I finished this book in a day, if that says anything to you.

Frying Plantain is a collection of interconnected short stories written from the perspective of Kara, a Jamaican-Canadian, finding the balance between her identities. This journey of self-realization is told in the mirrored reflections of her mother, Eloise, and Nana - her grandmother.

I really enjoy reading stories told from the perspective of a growing mind. What Zalika Reid-Benta did beautifully is tell each story from the perspective of the respective age. What Kara saw and understood at the age of 9 is very different from her stories at the age of 19. As an adult reader, I found so much of the story is found between the lines, especially in moments where Eloise (Kara’s mother) “explains” why her grandmother still stays with her grandfather despite his “other homes”. The word “tired” holds the weight of decades that Kara can’t fathom carrying but is witness to the way it bears down on them at every moment.

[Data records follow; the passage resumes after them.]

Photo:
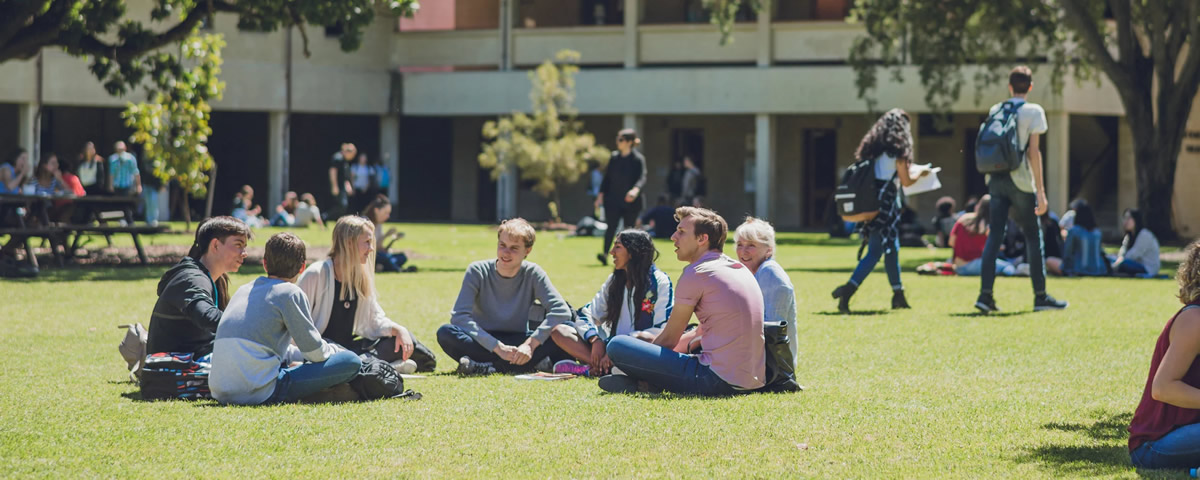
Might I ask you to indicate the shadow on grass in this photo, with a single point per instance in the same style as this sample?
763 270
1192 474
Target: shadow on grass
855 313
1099 450
981 315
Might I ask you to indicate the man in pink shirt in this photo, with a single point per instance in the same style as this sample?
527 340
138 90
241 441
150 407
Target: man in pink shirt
726 300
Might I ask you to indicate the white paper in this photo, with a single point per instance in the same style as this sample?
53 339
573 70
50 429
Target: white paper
923 184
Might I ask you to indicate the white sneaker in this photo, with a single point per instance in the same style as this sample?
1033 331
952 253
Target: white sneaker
406 366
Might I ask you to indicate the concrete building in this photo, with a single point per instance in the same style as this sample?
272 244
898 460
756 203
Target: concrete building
772 118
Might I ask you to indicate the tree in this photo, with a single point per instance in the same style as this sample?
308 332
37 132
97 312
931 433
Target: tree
84 28
1156 66
173 126
547 147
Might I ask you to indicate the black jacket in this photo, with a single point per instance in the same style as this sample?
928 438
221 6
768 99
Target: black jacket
185 317
623 174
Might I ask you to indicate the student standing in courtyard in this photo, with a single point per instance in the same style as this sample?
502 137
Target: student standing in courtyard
889 143
1165 427
1020 193
621 192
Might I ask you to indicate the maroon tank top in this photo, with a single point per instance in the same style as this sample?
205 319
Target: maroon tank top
1155 419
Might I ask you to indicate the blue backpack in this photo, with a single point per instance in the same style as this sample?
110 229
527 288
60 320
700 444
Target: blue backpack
997 148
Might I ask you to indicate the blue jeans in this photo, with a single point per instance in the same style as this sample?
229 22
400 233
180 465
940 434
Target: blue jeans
975 268
1179 449
1005 197
303 381
150 203
874 251
666 369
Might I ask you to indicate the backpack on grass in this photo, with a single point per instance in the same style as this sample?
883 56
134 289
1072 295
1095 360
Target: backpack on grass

Zalika Reid-Benta took me back to walking through the same school halls and reminiscing over hearing similar, if not the same, words from my own mother. The accuracy of the immigrant experience blew me away. Especially being made to feel its just *you* with the strict rules/curfews/standards et. al.

Kara is labelled the “quiet” girl by everyone. What they don’t realize is this silence is the product of her desperate pleas for peace, a moment of quiet resolution. How often have we hoped for a moment to quiet our own thoughts, ones that race and plague our minds, stealing away precious sleep and solace? I know I have.

Reading these stories put me right in Kara’s shoes. From a young age, she was thinking, rethinking, weighing options of what, how and when to say it, for fear of potential repercussions. I found myself more often than not settling on a decision not far from her’s – quiet.

Through these short stories, Kara slowly finds her voice through a newfound understanding for who Nana and Eloise and George represented - Home.